As deepfake audio becomes more realistic and diverse, developing generalizable countermeasure systems has become crucial. Existing detection methods primarily depend on XLS-R front-end features to improve generalization. Nonetheless, their performance remains limited, partly due to insufficient attention to fine-grained information, such as physiological cues or frequency-domain features. In this paper, we propose BreathNet, a novel audio deepfake detection framework that integrates fine-grained breath information to improve generalization. Specifically, we design BreathFiLM, a feature-wise linear modulation mechanism that selectively amplifies temporal representations based on the presence of breathing sounds. BreathFiLM is trained jointly with the XLS-R extractor, in turn encouraging the extractor to learn and encode breath-related cues into the temporal features. Then, we use the frequency front-end to extract spectral features, which are then fused with temporal features to provide complementary information introduced by vocoders or compression artifacts. Additionally, we propose a group of feature losses comprising Positive-only Supervised Contrastive Loss (PSCL), center loss, and contrast loss. These losses jointly enhance the discriminative ability, encouraging the model to separate bona fide and deepfake samples more effectively in the feature space. Extensive experiments on five benchmark datasets demonstrate state-of-the-art (SOTA) performance. Using the ASVspoof 2019 LA training set, our method attains 1.99% average EER across four related eval benchmarks, with particularly strong performance on the In-the-Wild dataset, where it achieves 4.70% EER. Moreover, under the ASVspoof5 evaluation protocol, our method achieves an EER of 4.94% on this latest benchmark.

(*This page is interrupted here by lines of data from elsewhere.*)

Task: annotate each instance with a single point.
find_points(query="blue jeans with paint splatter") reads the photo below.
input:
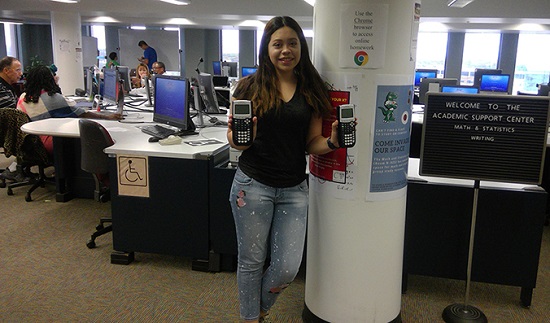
(270, 221)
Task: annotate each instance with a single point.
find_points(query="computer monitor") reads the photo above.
(171, 105)
(425, 85)
(207, 94)
(89, 81)
(220, 81)
(124, 72)
(110, 86)
(419, 74)
(233, 67)
(248, 70)
(481, 71)
(459, 89)
(494, 83)
(217, 67)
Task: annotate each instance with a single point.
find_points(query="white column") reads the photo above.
(355, 242)
(67, 50)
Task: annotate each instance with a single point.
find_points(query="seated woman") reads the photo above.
(138, 82)
(141, 72)
(42, 100)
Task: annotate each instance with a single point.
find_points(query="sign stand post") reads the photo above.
(499, 138)
(464, 312)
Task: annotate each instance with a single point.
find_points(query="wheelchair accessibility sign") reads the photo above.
(133, 175)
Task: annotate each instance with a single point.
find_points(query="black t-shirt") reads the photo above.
(277, 155)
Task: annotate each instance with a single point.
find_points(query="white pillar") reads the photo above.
(355, 241)
(67, 50)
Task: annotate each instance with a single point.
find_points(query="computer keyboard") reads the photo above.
(163, 132)
(158, 131)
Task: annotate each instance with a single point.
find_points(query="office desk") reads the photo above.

翻译：随着深度伪造音频变得更加逼真和多样化，开发可泛化的对抗系统变得至关重要。现有的检测方法主要依赖XLS-R前端特征来提升泛化能力。然而，其性能仍然有限，部分原因在于对细粒度信息（如生理线索或频域特征）的关注不足。本文提出BreathNet，一种新颖的音频深度伪造检测框架，通过整合细粒度呼吸信息来提升泛化能力。具体而言，我们设计了BreathFiLM，一种特征级线性调制机制，能够根据呼吸声的存在选择性增强时序表征。BreathFiLM与XLS-R特征提取器联合训练，从而促使提取器学习并将呼吸相关线索编码到时序特征中。随后，我们使用频率前端提取频谱特征，并将其与时序特征融合，以提供由声码器或压缩伪影引入的互补信息。此外，我们提出了一组特征损失函数，包括仅正样本监督对比损失（PSCL）、中心损失和对比损失。这些损失函数共同增强了模型的判别能力，促使模型在特征空间中更有效地分离真实样本和深度伪造样本。在五个基准数据集上的大量实验展示了最先进的性能。使用ASVspoof 2019 LA训练集，我们的方法在四个相关评估基准上实现了1.99%的平均等错误率，尤其在In-the-Wild数据集上表现突出，达到了4.70%的等错误率。此外，在ASVspoof5评估协议下，我们的方法在这一最新基准上实现了4.94%的等错误率。